I went downstairs. Every house in the village had its own special hiding place, and ours was in the wall beside the stove. There were two loose bricks and I pulled them out to reveal a hollow opening with a tin box inside. I grabbed it and took it with me. As I straightened up, I noticed my grandmother, still standing at the sink, peeling potatoes, with her apron tied tightly around her waist.
She beamed at me. “I can’t remember when there’s been a better harvest,” she said. She had absolutely no idea what was going on.
I went over to a cupboard and shoved some cans, tea, sugar, a box of matches, and two bars of chocolate into my backpack.

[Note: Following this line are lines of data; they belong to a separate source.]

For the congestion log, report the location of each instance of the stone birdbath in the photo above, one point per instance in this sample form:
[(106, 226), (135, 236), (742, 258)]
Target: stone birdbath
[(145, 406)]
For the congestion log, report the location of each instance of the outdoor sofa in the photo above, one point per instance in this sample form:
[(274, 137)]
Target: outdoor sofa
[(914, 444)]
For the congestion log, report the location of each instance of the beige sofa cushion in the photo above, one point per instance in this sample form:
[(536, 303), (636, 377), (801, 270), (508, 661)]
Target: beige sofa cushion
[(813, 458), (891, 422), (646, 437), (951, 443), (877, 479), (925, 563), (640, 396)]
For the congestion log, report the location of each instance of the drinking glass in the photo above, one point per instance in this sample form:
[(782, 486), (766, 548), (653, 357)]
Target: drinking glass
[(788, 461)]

I filled a glass with water I had taken from the well. Finally, I kissed my grandmother quickly on the side of the head and hurried out, leaving her to her work.
The sky had darkened while I was in the house. How could that have happened? It had only been a few minutes, surely. But now it looked as though it was going to rain, perhaps one of those violent downpours we often had during the months leading up to winter. My father was sitting where I had left him and seemed to be asleep. His hand was clutched across the wound in his chest. I wanted to carry the tin box over to him, but my mother moved around and stood in my way. I held out the glass of water.
“I got this. For Father.”
“That’s good of you, Yasha. But he doesn’t need it.”
“But . . .”
“No, Yasha. Try to understand.”
It took a few moments for the significance of what she was saying to sink in, and at once a trapdoor opened and I plunged through it, into a world of pain.
My mother took the box and lifted the lid. Inside there was a roll of banknotes, a hundred rubles, more money than I had ever seen. My parents must have been saving it from their salaries, planning for the day when they returned to Moscow. But that wasn’t going to happen, not now. She gave it all to me along with my internal passport, a document that everyone in Russia was required to own, even if you didn’t travel. Finally she took out a small black velvet bag and handed it to me too.
“That is everything, Yasha,” she said. “You have to go.”
“Mother . . . ,” I began. I felt huge tears swell up in my eyes, and the burning in my throat was worse than ever.
“You heard what your father said. Now, listen very carefully. You have to go to Moscow. I know it’s a long way away and you’ve never traveled on your own, but you can make it. You can take the train. Not from Rosna. They’ll be checking everyone at the station. Go to Kirsk. You can reach it through the forest. That’s the safest way. Find the new highway and follow it. Do it for your father. Do you understand?”
I nodded miserably.
“You remember Kirsk. You’ve been there a few times. There’s a station with trains every day to Moscow . . . one in the morning, one in the evening. Take the evening train, when it’s dark. If anyone asks you, say you’re visiting an uncle. Never tell anyone you came from Estrov. Never use that word again. Promise me that.”
“Where will I go in Moscow?” I asked. I didn’t want to leave. I wanted to stay with her.
She reached out and took me in her arms, hugging me against her. “Don’t be scared, Yasha. We have a good friend in Moscow. He’s a biology professor and he worked with your father. You’ll find him at the Moscow University. His name is Misha Dementyev. I’ll try to telephone him, but I expect they’ll have cut the lines. It doesn’t matter. When you tell him who you are, he’ll look after you.”